C’est important car je m'attends à ce que les les disputes qui surviendront à l'avenir seront liées aux pouvoirs du Conseil de Ministres, présidé par Tsvangirai, et à ceux du Cabinet, présidé par Mugabe. Tsvangirai, d'ici peu, constatera que des décisions prises par le Conseil seront refusées ou même ignorées par le Cabinet si elles ne sont pas en conformité avec la politique et la « vision » de Mugabe. Légalement, Mugabe aura des arguments pour refuser les décisions du Conseil parce que, comme nous l'avons vu aujourd'hui,  le Conseil des Ministres n'est pas l'égal du Cabinet. Tsvangirai a cherché à faire croire aux gens qu'il l'est, juste comme il cherche toujours à faire croire que ce gouvernement est un gouvernement de deux ans, alors qu’en fait, Mugabe est très clair et a même déclaré face à Tsvangirai que c'est un gouvernement de cinq ans, par lequel Mugabe cherche à effectuer son «mandat», provenant de la mascarade d'élection présidentielle du 27 juin.

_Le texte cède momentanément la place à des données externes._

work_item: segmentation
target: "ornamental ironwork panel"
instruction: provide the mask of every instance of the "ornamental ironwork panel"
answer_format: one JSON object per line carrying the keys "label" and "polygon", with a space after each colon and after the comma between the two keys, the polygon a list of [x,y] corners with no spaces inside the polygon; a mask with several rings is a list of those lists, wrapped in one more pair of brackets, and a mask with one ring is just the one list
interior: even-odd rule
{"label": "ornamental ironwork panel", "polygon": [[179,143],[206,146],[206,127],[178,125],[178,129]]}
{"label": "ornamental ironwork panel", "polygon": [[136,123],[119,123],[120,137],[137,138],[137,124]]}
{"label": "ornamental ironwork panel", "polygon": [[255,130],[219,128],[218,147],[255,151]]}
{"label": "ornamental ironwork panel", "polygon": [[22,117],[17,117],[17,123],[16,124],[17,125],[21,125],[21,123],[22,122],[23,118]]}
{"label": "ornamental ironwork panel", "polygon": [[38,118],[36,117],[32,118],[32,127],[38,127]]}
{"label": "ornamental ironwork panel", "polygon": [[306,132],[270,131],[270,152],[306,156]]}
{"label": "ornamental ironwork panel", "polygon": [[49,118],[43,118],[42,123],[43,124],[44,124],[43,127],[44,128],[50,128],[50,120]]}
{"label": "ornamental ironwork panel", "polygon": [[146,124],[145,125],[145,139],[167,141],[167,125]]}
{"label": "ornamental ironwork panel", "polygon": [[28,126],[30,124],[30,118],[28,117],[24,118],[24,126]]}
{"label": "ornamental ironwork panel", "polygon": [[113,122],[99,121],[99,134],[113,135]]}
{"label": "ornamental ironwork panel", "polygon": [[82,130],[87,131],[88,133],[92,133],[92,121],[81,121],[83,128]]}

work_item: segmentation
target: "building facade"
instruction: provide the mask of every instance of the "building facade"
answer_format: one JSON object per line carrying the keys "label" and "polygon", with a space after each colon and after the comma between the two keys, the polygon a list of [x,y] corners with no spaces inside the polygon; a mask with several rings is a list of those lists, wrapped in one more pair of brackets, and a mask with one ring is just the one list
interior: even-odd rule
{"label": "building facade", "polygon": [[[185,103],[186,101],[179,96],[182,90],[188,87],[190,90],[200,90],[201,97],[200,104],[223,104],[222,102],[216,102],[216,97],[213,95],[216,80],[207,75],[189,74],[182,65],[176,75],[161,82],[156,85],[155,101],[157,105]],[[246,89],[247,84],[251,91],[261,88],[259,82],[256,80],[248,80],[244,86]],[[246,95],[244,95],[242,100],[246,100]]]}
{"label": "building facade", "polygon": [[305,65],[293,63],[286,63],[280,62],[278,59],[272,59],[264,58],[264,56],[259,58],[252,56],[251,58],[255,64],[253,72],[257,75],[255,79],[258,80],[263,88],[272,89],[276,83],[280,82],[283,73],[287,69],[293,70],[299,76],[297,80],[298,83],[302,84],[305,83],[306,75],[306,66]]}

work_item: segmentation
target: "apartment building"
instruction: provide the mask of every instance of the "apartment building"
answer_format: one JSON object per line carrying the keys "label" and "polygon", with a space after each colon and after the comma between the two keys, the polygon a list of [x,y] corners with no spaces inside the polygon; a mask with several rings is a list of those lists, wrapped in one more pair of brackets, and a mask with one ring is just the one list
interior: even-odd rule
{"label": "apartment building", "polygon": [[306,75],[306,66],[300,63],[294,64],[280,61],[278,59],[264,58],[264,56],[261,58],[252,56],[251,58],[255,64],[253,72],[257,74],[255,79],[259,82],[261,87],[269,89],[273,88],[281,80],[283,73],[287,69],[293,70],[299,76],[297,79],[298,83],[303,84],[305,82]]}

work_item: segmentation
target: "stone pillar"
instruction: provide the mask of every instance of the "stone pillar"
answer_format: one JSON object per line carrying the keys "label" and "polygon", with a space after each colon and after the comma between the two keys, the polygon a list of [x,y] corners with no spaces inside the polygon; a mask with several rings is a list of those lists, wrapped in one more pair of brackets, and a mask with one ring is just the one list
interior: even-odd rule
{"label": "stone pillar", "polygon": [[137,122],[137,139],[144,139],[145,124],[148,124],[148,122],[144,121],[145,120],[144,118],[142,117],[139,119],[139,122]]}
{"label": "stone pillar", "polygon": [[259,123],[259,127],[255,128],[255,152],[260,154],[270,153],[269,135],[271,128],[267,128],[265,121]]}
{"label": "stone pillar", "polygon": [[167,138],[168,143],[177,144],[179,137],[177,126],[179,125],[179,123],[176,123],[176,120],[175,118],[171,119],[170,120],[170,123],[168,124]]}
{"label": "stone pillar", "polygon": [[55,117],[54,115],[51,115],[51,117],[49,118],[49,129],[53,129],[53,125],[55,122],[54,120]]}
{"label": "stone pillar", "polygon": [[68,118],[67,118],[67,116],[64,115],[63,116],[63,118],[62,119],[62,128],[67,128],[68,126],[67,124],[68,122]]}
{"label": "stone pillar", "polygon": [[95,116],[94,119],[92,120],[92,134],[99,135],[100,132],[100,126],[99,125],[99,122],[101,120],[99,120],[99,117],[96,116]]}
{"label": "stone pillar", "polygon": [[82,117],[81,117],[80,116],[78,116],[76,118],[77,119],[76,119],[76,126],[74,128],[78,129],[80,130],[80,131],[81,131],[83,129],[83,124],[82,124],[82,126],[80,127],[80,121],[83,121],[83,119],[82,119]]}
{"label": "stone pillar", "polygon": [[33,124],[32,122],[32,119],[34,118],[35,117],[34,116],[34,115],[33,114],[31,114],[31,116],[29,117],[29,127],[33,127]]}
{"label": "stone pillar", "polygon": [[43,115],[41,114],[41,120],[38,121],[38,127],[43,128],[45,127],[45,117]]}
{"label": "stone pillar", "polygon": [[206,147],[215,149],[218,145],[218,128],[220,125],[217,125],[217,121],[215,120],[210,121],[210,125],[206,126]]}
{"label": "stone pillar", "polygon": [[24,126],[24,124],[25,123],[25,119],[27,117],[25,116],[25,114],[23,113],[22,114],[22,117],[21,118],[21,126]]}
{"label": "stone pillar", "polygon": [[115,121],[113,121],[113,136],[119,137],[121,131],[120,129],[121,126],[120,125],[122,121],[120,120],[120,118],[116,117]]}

Denfor se demande pourquoi les supporteurs de Morgan Tsvangirai n’étaient pas présent pendant l'événement :

Ce que j'ai trouvé surprenant, c'est que les supporteurs de Tsvangirai sur le continent africain ne se sont pas montrés à l'intronisation. Khama, du Botswana, était invisible. Comme  Jakaya Kikwete, président de la Tanzanie, que les médias d'Etat ont commencé à critiquer dernièrement pour ses liens supposément étroits avec le leader de l'opposition. Le Président Wade du Senegal, qui est aussi un supporteur de Tsvangirai, était lui aussi absent. Mais c'était quand même un beau jour.

Il faudra aussi prêter attention à la prestation de serment des ministres pour voir où se situe le vrai pouvoir. Denford continue :

Vendredi, les ministres prêteront serment. Il sera intéressant de voir qui les assermentera : Mugabe ou Tsvangirai. Si c'est Mugabe, comme je m'y attends totalement, puisqu'il est celui qui préside le cabinet, alors, il sera finalement confirmé que Tsvangirai est traité constitutionnellement comme le Premier ministre et rien de plus. Naturellement, personne ne va prêter serment avant de servir le Conseil de Ministres (présidé par Tsvangirai), parce que c'est un corps d'état qui rapportera au Cabinet, c'est comme un sous-comité.

La blogueuse Eusebia célèbre l'arrivée du nouveau Zimbabwe, « même si ce n'est pas de la manière démocratique que nous aurions tous voulu voir ». La démocratie, argumente Eusebia, devrait venir d’ élections démocratiques libres et justes :

«La démocratie telle que nous la comprenons a été traitée d'un haussement d'épaules par ce gouvernement de coalition qui n'est pas issu d’élections démocratiques libres et justes, mais la plupart des Zimbabwéens ne s'en inquiétent pas. La démocratie a été mise en attente pendant quelque temps, jusqu'à ce que la nation proche de la mort soit ressuscitée, jusqu'à ce que les problèmes des personnes dus à l'effondrement économique du pays aient été éliminés, jusqu'à ce que les malades aient été sauvé de la mort dûe au manque de traitements à l'hôpital et jusqu'à ce que le système d'éducation ait été rétabli. Je pense personnellement que Tsvangirai et le MDC ont pris une bonne décision et je soutiendrai le gouvernement de coalition en faisant de mon mieux pour la construction la nation, je crois que le changement que je veux voir dans cette nation doit commencer par moi.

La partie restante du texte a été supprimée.